Which is very unfair in my view. It features the same power unit as it's mass produced little brother, drive goes to the rear wheel's, double wishbone suspension take's care of the bendy stuff, and everything's packaged in a carbon tub, equating to a total weight of 925kg.
Andrew Porter left his 6 tonne Supertruck at home and got behind the wheel of Nissan's electric prototype, who’s contrast to the 1907 Sizaire I think sum up perfectly the variety and flavor of Leadfoot – no car is too weird or too niche.
But that’s enough electricity for one article; let’s get back to overpowered, ground-shaking competition cars – and no one does that better than the Drifters.
D1NZ is always well represented at Leadfoot and 2017 would be no exception. Curt Whittaker, ‘Mad’ Mike Whiddet, ‘Fanga’ Dan Woolhouse, Darren Kelly and Cole Armstrong all put on an impressive display of speed and car control, doing their upmost to destroy rear tyres in one pass.

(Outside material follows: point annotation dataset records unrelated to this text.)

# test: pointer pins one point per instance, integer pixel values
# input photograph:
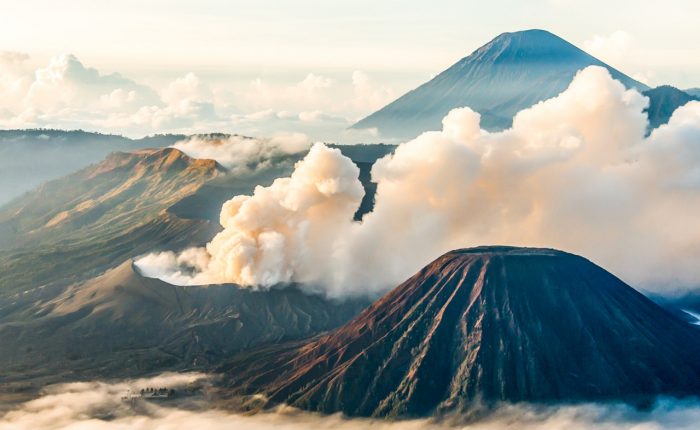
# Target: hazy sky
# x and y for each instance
(299, 56)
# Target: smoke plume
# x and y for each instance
(575, 172)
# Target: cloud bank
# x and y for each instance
(574, 172)
(67, 94)
(98, 406)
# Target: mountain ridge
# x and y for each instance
(484, 326)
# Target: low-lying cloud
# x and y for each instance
(575, 172)
(98, 405)
(239, 153)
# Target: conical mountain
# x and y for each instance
(512, 72)
(481, 326)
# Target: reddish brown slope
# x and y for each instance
(488, 324)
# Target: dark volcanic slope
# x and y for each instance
(495, 324)
(663, 101)
(121, 324)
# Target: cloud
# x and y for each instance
(574, 172)
(241, 154)
(66, 93)
(97, 405)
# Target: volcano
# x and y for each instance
(510, 73)
(483, 326)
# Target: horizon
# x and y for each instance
(236, 76)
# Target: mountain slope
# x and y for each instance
(512, 72)
(30, 157)
(123, 324)
(695, 92)
(485, 325)
(663, 101)
(76, 227)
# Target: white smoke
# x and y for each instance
(239, 153)
(574, 172)
(98, 406)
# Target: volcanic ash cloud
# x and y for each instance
(575, 172)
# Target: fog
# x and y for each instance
(98, 405)
(576, 172)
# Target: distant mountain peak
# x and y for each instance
(508, 74)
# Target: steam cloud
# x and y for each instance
(575, 172)
(97, 406)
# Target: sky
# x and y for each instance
(311, 66)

A special treat for Drifting fans was the appearance of four-time national Drift King Gaz Whiter in his LS powered S14.
At the opposite end of the smoke spectrum you’d find American Paul Dallenbach in his 2006 Dallenbach Special.
Dallenbach is an eight-time Pikes Peak International Hill Climb winner, including three outright titles.

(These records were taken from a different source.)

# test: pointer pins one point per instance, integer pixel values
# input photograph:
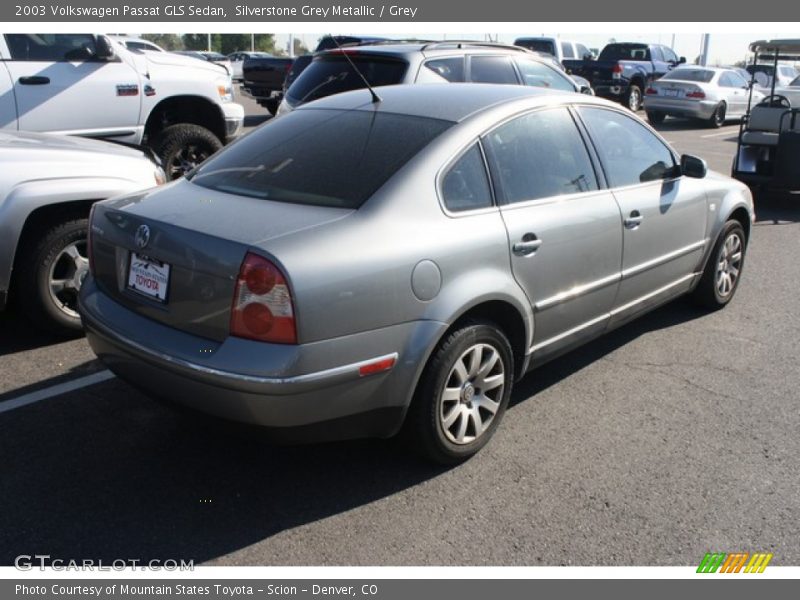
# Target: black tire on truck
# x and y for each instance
(49, 272)
(183, 146)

The 2006 Dallenbach Special he brought over for Leadfoot is also the current Pikes Peak International Hill Climb record holder in the Open Wheel Class.

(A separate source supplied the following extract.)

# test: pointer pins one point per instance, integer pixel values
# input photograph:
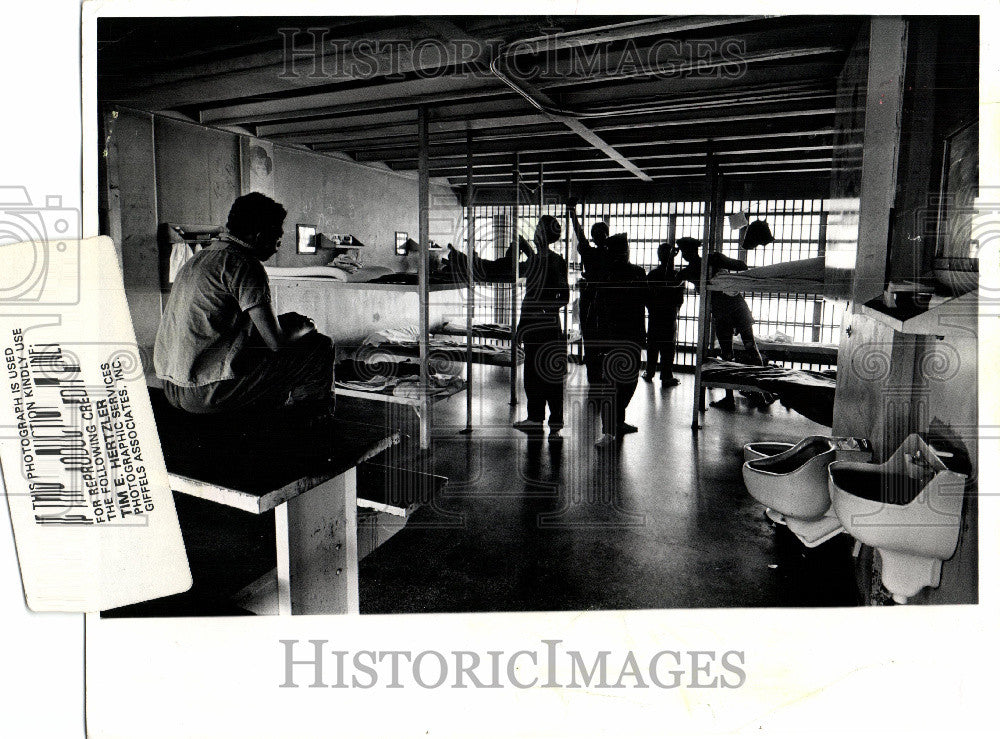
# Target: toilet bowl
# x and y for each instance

To my surprise, the Dallenbach Special handled the tight turns of the course with relative ease, and finished the weekend eighth fastest.
My unofficial top performer of Leadfoot award would have to go Ian Ffith on his 2002 BRM 1000 Super Quad.
This might come as no surprise to anyone who’s seen Ffith ride a 'quad bike', but if you haven’t, Ffith is so comfortable throwing his machine around at speed, it made me concerned for his own well-being.
The quad was designed to win Race to the Sky, it certainly wasn’t intended for tarmac use. Only 10 per cent of the bike could be described as ‘original’, with the remainder custom built to fly up mountains.
Fitch certainly achieved that, manhandling his superbike powered quad with what looked like zero personal regard, resulting in the fourth fastest time of the weekend.
Fourth happened to be less than one second slower than Alister McRae's winning time set in an ex-WRC car - not bad for something that started life as a piece of farming machinery.
Leadfoot festival was originally established to celebrate Rod Millen’s 60th birthday, but as the entry list and spectator numbers grow, the whole event edges itself deeper into the hearts and minds of petrol heads here and abroad.
Almost 130 competitors from all corners of the globe made the trip to Rod’s ranch this year, and there shouldn't be much doubt next year’s entry list will be equally colourful.
Leadfoot's a weekend experience all its own. Blending everything motoring and motorsport together for the sake of a good time and subsequent laugh.
Thank you to Rod Millen and Shelly Campbell for all the effort you put into Leadfoot Festival.
And thank you for welcoming thousands of us to enjoy the sights, sounds and sunshine on your property.
The Leadfoot Festival will return next year over February 3-4 – I already have the dates circled.